Come già aveva fatto con la Hollywood di THE PLAYER (1992), Robert Altman convoca il gratin spesso indigesto di un mondo dalla facciata luccicante come quello dei creatori e delle sfilate di moda per prendersi una delle sue tipiche rivincite. Se quella con i suoi vecchi amici-nemici della Mecca del cinema risultò memorabile, questa con le redattrici invidiose di Vogue o di Elle, con gli stilisti spesso (to', che scoperta) omosessuali o fatui, le top che fanno tanto discutere se sono sexy o scheletriche finisce in una bolla (certo, professionalmente rilucente) di sapone.

Come sempre, l'autore di NASHVILLE organizza abilmente un mosaico di personaggi e di situazioni per organizzarlo, e ricondurlo in un medesimo disegno. Ma sorprendentemente - poiché che si tratti di uno dei geni del cinema americano del dopoguerra non vi è dubbio...- non riescono i personaggi e nemmeno il mosaico. Manca, rispetto alle opere precedenti, un'idea forte (il produttore di THE PLAYER che, minacciato di morte da un autore respinto, lo insegue, lo uccide, si mette con la sua donna, prima di accorgersi che a perseguitarlo era un altro), dei personaggi emblematici nei confronti dei quali ha un senso sfogare il proprio risentimento, delle psicologie interessanti da sviscerare, colpevolizzare o ammirare.

Le storielle di Prêt-à-porter (un vago omicidio che non è tale, uno strip della diva matura nei confronti dell'anziano latin lover, due giornalisti seducenti che si ritrovano rinchiusi senza bagagli in una stanza d'albergo, gli intrighi fra gli stilisti o la ribellione di una presentatrice televisiva che decide di piantare il tutto) non possono interessare lo spettatore o, ciò che è più grave e sorprendente, l'autore stesso. Ragione per cui nemmeno la struttura espressiva (solitamente fortissima ed affascinante nell'organizzazione delle sequenze, dei suoni: fino a costituire un vero e proprio film-nel-film, uno scheletro che si aggiunge prepotentemente all'apparenza esterna) s'impone al di là di uno sperimentato mestiere.

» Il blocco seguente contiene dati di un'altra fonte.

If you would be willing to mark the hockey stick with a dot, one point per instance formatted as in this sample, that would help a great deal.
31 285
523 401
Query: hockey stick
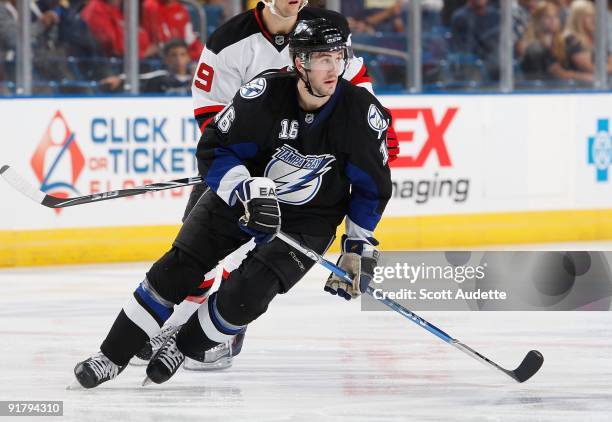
528 367
22 185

Ma il cinema di Altman era sublime in quanto non solamente abile: ma perché si attaccava - demolendoli, e provocando così quella fastidiosa impossibilità di identificazione che si traduceva spesso in mancanza di successo commerciale) - ai miti che avevano fatto grande l'America. Qui, questo cinema, non può che essere spuntato: la modestia dei miti ai quali si rivolge non sfugge a nessuno. E finisce per investire della propria futilità il film stesso.